Heroku is great until you don’t fit within its model. Some issues you might hit:
- No custom nginx
- Network latency could become an issue to external services (ElasticSearch for example) (Note: I haven’t actually seen this become an issue, but I see it as possibility)
- If you need something with a longer network timeout
- Custom binary packages are I suppose possible through Heroku build packs, but I’ve never messed with that, and wonder if you should just do your own setup in that case.

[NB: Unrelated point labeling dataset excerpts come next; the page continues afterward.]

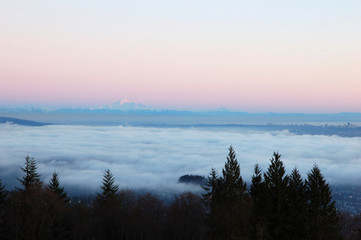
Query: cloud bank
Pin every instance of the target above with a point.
(142, 157)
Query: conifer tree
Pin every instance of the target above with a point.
(110, 189)
(211, 201)
(297, 206)
(31, 179)
(210, 187)
(54, 186)
(322, 215)
(3, 232)
(276, 184)
(2, 194)
(259, 197)
(234, 200)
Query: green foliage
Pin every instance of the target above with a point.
(259, 196)
(31, 178)
(230, 201)
(110, 189)
(276, 184)
(297, 206)
(322, 216)
(54, 186)
(2, 194)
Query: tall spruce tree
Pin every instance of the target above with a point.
(54, 186)
(259, 198)
(210, 200)
(297, 206)
(31, 178)
(110, 189)
(3, 233)
(2, 194)
(234, 200)
(322, 215)
(276, 184)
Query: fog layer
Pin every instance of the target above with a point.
(142, 157)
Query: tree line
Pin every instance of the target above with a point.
(274, 206)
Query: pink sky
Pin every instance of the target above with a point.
(200, 55)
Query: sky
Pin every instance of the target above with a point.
(254, 56)
(154, 158)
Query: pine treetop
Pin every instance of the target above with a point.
(54, 186)
(31, 177)
(275, 175)
(109, 188)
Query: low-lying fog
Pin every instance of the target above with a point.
(143, 157)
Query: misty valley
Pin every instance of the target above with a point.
(167, 181)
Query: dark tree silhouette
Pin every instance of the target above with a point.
(259, 197)
(110, 189)
(232, 199)
(322, 216)
(185, 217)
(54, 186)
(31, 178)
(276, 184)
(297, 206)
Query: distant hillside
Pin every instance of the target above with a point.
(21, 122)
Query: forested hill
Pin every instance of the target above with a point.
(21, 122)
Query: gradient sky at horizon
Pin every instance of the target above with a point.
(255, 56)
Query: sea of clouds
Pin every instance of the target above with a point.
(154, 158)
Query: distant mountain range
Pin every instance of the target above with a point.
(125, 112)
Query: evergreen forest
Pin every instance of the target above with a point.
(272, 206)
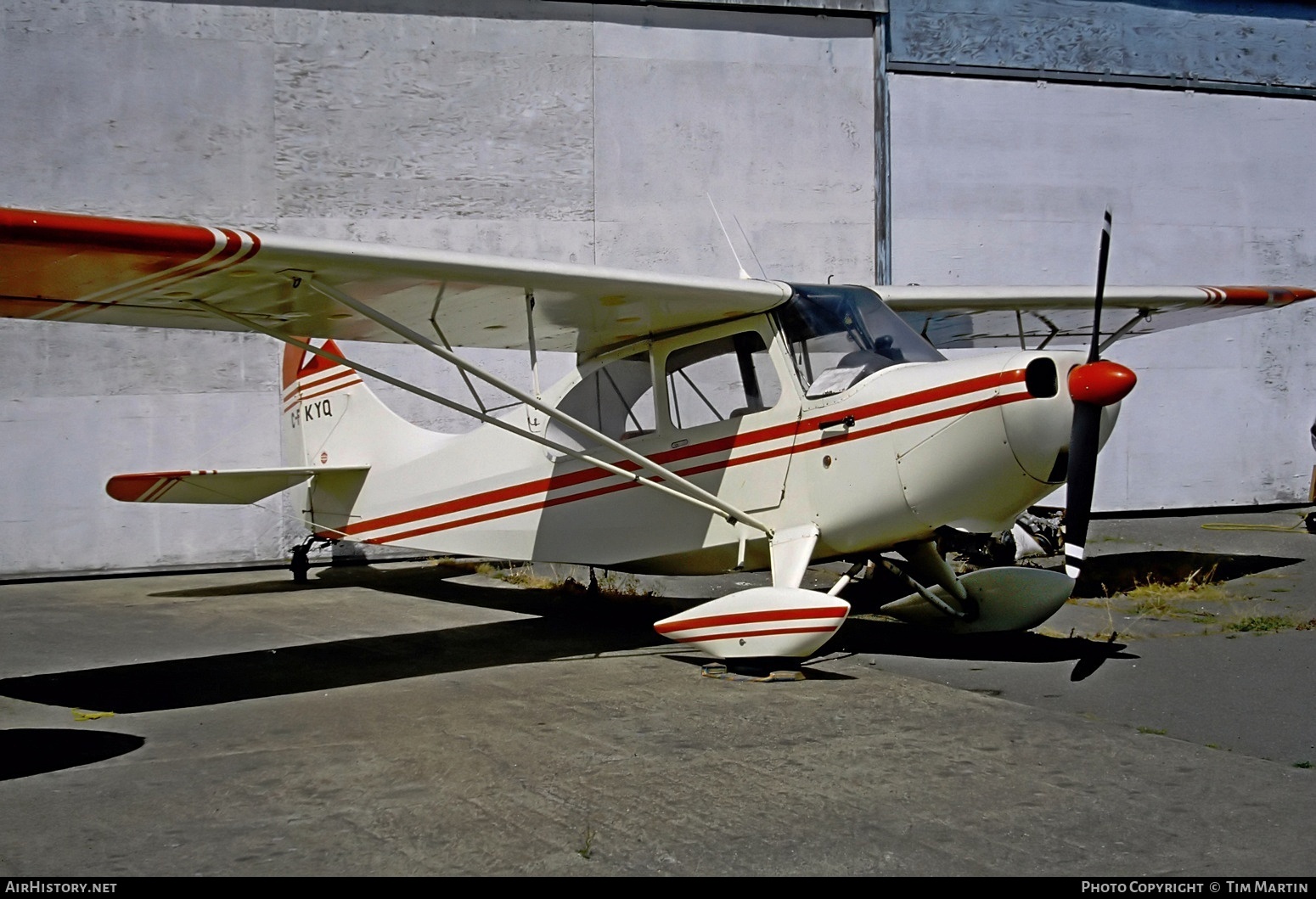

- I’ve heard it is possible to run Docker containers on Heroku dynos, but I haven’t tried it.
- If your code runs on a Heroku dyno, it won’t be hard to push it into a Docker container. Because of Heroku’s configuration, your application setup is already very driven by env variables, which will ease your transition to Docker.
What I’m doing now
I’m not running to move everything I’m currently supporting into Docker. I’ll continue to improve my usage of Chef in the places where I’m already using it. It is working for me in those environments.
Most new projects I spin up go in Heroku by default. They have such a low barrier to entry and it is easy to get going. If Heroku’s pricing becomes an issue, or I want more control over things, then I’ll continue to use cloud VMs as I have in the past. On those VMs is where I’ll start to do things differently.
I expect to, at least for now, continue to use Chef to setup infrastructure like nginx, PostgreSQL, Redis. I think I will start to put my application code into Docker images. I’ll keep Chef’s power over established patterns for handling well known software packages. I’ll remove the complexity of my application’s own deployment from Chef and Capistrano. Docker will allow running my application code to be as simple as any other easy to install binary on my virtual machine. In addition to that, Docker’s image concept will make released versions of code very clean and clear, and rolling back is much easier. This approach will make it easy to consider my application as ‘just another binary’ on the system, orchestrated there by Chef.
Having so many great deployment options is a wonderful problem to have. These tools are all so powerful, you can’t really go wrong. I think the important thing to keep in mind is that the landscape is constantly changing, so keep your eyes open for new ways to make your life much easier when it comes to infrastructure management and application deployment.